The effort includes political donations to support intensive lobbying at both state and national levels, and a PR campaign that includes misleading claims suggesting reusable bags could contain bacteria and lead. Their latest PR blitz attempts to improve the industry`s image by emphasizing the term “American Chemistry” rather than “Chemical Industry”.
Amy Westervelt , Founding Editor of Plastic Free Times, claims that the plastics industry is just like Big Tobacco. “They are using the same under-handed tactics-and even using the same lobbying firm that Philip Morris started in the Nineties. Their sole aim is to maintain the status quo and protect their profits. Ms. Westerfelt claims that they will stop at nothing to suppress or discredit science that clearly links chemicals in plastic to negative impacts on the environment , animal and human health.

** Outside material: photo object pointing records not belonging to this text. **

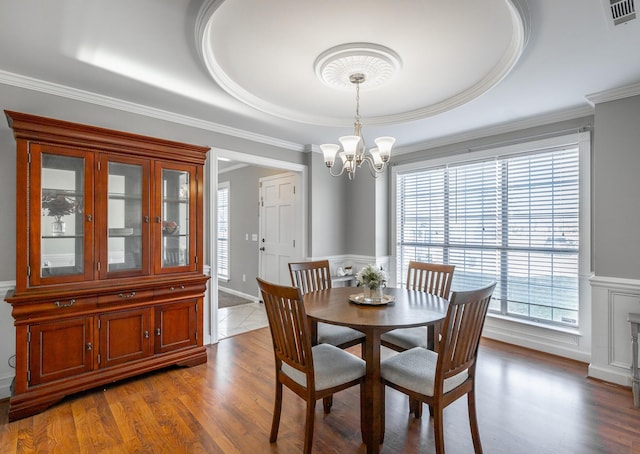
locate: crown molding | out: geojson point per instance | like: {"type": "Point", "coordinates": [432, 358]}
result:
{"type": "Point", "coordinates": [614, 94]}
{"type": "Point", "coordinates": [64, 91]}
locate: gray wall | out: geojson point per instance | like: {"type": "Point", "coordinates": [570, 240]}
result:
{"type": "Point", "coordinates": [28, 101]}
{"type": "Point", "coordinates": [327, 210]}
{"type": "Point", "coordinates": [243, 220]}
{"type": "Point", "coordinates": [8, 206]}
{"type": "Point", "coordinates": [616, 189]}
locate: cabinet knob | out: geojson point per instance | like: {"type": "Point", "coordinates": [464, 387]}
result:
{"type": "Point", "coordinates": [69, 304]}
{"type": "Point", "coordinates": [126, 295]}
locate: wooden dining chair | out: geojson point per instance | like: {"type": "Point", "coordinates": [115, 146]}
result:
{"type": "Point", "coordinates": [438, 379]}
{"type": "Point", "coordinates": [312, 372]}
{"type": "Point", "coordinates": [313, 276]}
{"type": "Point", "coordinates": [425, 277]}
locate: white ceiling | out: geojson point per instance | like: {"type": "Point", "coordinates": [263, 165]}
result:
{"type": "Point", "coordinates": [468, 67]}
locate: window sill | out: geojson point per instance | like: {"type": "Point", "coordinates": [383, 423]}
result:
{"type": "Point", "coordinates": [552, 328]}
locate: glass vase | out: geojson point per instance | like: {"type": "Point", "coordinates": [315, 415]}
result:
{"type": "Point", "coordinates": [373, 294]}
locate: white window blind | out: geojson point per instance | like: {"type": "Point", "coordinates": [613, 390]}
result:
{"type": "Point", "coordinates": [223, 231]}
{"type": "Point", "coordinates": [513, 219]}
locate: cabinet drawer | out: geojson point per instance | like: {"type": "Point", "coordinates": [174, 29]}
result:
{"type": "Point", "coordinates": [125, 296]}
{"type": "Point", "coordinates": [179, 290]}
{"type": "Point", "coordinates": [62, 306]}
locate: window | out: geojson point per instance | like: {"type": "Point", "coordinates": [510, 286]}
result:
{"type": "Point", "coordinates": [513, 218]}
{"type": "Point", "coordinates": [223, 231]}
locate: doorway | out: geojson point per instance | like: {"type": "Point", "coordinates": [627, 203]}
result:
{"type": "Point", "coordinates": [249, 239]}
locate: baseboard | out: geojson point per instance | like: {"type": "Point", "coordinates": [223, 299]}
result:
{"type": "Point", "coordinates": [606, 374]}
{"type": "Point", "coordinates": [239, 294]}
{"type": "Point", "coordinates": [559, 343]}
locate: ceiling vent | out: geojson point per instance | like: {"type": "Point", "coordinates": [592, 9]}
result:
{"type": "Point", "coordinates": [619, 11]}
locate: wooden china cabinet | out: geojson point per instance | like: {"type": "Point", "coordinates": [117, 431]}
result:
{"type": "Point", "coordinates": [109, 274]}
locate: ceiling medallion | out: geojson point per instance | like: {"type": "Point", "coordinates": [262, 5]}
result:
{"type": "Point", "coordinates": [377, 63]}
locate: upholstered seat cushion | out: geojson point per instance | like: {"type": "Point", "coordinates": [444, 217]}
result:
{"type": "Point", "coordinates": [336, 334]}
{"type": "Point", "coordinates": [415, 370]}
{"type": "Point", "coordinates": [407, 338]}
{"type": "Point", "coordinates": [332, 367]}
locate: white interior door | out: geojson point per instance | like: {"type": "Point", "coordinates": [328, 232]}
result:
{"type": "Point", "coordinates": [279, 226]}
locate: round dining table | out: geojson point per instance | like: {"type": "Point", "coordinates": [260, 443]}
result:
{"type": "Point", "coordinates": [345, 306]}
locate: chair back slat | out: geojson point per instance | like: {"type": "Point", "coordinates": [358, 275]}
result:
{"type": "Point", "coordinates": [288, 325]}
{"type": "Point", "coordinates": [310, 276]}
{"type": "Point", "coordinates": [462, 329]}
{"type": "Point", "coordinates": [432, 278]}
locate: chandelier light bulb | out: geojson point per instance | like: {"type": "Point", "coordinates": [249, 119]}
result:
{"type": "Point", "coordinates": [384, 147]}
{"type": "Point", "coordinates": [329, 151]}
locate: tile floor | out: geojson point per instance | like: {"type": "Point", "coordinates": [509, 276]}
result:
{"type": "Point", "coordinates": [240, 319]}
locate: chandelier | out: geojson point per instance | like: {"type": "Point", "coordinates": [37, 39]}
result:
{"type": "Point", "coordinates": [354, 150]}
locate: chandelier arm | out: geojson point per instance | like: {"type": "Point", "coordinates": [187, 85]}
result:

Unfortunately, the ACC has frequently demonstrated its ability to in obtain favorable outcomes for the special interests of the chemical industry.

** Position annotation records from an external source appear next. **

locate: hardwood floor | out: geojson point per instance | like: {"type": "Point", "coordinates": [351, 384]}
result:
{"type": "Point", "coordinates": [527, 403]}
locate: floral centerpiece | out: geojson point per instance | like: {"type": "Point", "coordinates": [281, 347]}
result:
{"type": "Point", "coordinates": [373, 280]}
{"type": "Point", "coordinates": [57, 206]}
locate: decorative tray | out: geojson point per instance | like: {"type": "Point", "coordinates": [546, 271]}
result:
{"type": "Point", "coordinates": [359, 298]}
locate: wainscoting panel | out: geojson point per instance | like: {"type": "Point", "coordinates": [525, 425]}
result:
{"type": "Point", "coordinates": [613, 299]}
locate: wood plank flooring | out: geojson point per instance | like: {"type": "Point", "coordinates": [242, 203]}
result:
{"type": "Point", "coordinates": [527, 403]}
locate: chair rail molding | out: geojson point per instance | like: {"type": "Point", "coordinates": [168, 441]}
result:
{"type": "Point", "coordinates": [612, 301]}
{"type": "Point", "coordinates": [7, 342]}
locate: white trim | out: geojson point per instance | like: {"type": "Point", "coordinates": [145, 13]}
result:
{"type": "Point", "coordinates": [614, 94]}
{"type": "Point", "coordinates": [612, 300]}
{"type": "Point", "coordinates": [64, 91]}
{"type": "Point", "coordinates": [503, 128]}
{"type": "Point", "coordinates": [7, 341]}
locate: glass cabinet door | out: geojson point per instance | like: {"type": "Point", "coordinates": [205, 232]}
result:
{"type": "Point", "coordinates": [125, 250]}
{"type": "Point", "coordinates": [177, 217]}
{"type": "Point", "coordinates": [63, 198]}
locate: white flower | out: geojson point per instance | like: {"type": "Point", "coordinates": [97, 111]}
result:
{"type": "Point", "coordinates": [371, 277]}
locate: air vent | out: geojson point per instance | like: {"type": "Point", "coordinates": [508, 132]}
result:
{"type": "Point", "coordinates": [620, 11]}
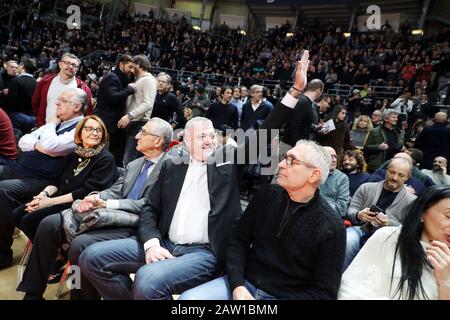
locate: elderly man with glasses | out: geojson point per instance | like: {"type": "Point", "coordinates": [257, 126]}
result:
{"type": "Point", "coordinates": [41, 161]}
{"type": "Point", "coordinates": [50, 86]}
{"type": "Point", "coordinates": [189, 218]}
{"type": "Point", "coordinates": [125, 198]}
{"type": "Point", "coordinates": [290, 243]}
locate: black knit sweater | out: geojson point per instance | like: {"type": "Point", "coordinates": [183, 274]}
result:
{"type": "Point", "coordinates": [304, 260]}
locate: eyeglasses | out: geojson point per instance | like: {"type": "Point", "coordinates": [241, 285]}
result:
{"type": "Point", "coordinates": [70, 64]}
{"type": "Point", "coordinates": [290, 161]}
{"type": "Point", "coordinates": [144, 133]}
{"type": "Point", "coordinates": [90, 130]}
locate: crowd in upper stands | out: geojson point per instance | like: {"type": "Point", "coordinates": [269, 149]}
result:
{"type": "Point", "coordinates": [352, 169]}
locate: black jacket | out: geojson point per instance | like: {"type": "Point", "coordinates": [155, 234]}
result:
{"type": "Point", "coordinates": [113, 92]}
{"type": "Point", "coordinates": [223, 186]}
{"type": "Point", "coordinates": [298, 125]}
{"type": "Point", "coordinates": [251, 118]}
{"type": "Point", "coordinates": [302, 260]}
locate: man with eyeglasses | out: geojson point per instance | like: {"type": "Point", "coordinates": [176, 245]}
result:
{"type": "Point", "coordinates": [289, 243]}
{"type": "Point", "coordinates": [126, 197]}
{"type": "Point", "coordinates": [41, 161]}
{"type": "Point", "coordinates": [50, 87]}
{"type": "Point", "coordinates": [190, 214]}
{"type": "Point", "coordinates": [378, 204]}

Some of the ACC`s primary talking points in opposition to bans or taxes on plastic bags are included in this report in Appendix B.
6. Essay by Jean-Michael Cousteau, (Ocean Futures Society);
“They invade our homes, lurk in our back yards, wander our streets, swim in our ocean, float down our rivers and streams, and find shelter in our bushes and trees. They are found in the most populated areas and the most remote places on Earth. They need no resources to persist and may indeed outlive the human race. We cannot ignore them, we cannot escape them and we cannot destroy them”.

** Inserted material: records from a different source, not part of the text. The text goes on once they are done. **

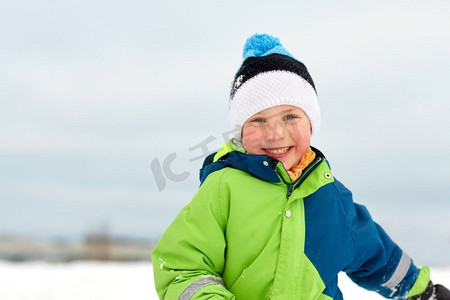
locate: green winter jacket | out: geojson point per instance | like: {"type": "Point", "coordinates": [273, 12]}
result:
{"type": "Point", "coordinates": [250, 233]}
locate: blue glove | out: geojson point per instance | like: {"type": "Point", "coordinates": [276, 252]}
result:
{"type": "Point", "coordinates": [433, 292]}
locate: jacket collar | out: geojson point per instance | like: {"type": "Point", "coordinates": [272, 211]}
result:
{"type": "Point", "coordinates": [232, 154]}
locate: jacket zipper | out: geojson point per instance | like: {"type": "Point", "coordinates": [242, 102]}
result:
{"type": "Point", "coordinates": [292, 186]}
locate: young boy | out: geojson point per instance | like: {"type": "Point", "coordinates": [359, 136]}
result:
{"type": "Point", "coordinates": [269, 220]}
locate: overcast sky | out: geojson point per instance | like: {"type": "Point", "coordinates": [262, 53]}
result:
{"type": "Point", "coordinates": [93, 92]}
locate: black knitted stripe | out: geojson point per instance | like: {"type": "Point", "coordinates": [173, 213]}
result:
{"type": "Point", "coordinates": [252, 66]}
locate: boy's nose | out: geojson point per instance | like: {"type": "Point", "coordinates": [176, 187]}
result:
{"type": "Point", "coordinates": [275, 131]}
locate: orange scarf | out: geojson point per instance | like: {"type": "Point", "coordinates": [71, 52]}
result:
{"type": "Point", "coordinates": [306, 159]}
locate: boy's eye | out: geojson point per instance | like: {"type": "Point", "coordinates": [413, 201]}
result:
{"type": "Point", "coordinates": [258, 120]}
{"type": "Point", "coordinates": [290, 117]}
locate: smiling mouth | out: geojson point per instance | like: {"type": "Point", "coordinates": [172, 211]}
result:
{"type": "Point", "coordinates": [278, 150]}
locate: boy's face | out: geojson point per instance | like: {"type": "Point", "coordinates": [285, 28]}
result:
{"type": "Point", "coordinates": [282, 132]}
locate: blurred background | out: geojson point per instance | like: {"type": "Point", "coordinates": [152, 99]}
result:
{"type": "Point", "coordinates": [108, 108]}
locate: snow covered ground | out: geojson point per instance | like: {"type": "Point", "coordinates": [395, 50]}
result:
{"type": "Point", "coordinates": [111, 281]}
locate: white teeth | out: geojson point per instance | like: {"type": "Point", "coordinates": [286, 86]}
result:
{"type": "Point", "coordinates": [278, 151]}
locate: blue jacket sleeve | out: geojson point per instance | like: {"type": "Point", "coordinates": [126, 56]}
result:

The over whelming prevalence of plastic bags on Earth has created a problem so extensive that many countries around the world are taking action to prevent plastic bag distribution. As early as 1988 environmentally minded people realized the costs of single use plastic bags far outweighed the benefits. By 1998, thirty Alaskan villages banned the plastic bag. Now in 2011, multiple countries have banned the bag. Multiple cities including cities in the US have banned the bag. Many other countries have implemented a bag tax.
There is clear evidence that taxes and bans do reduce the amount of single use plastic bags in the environment.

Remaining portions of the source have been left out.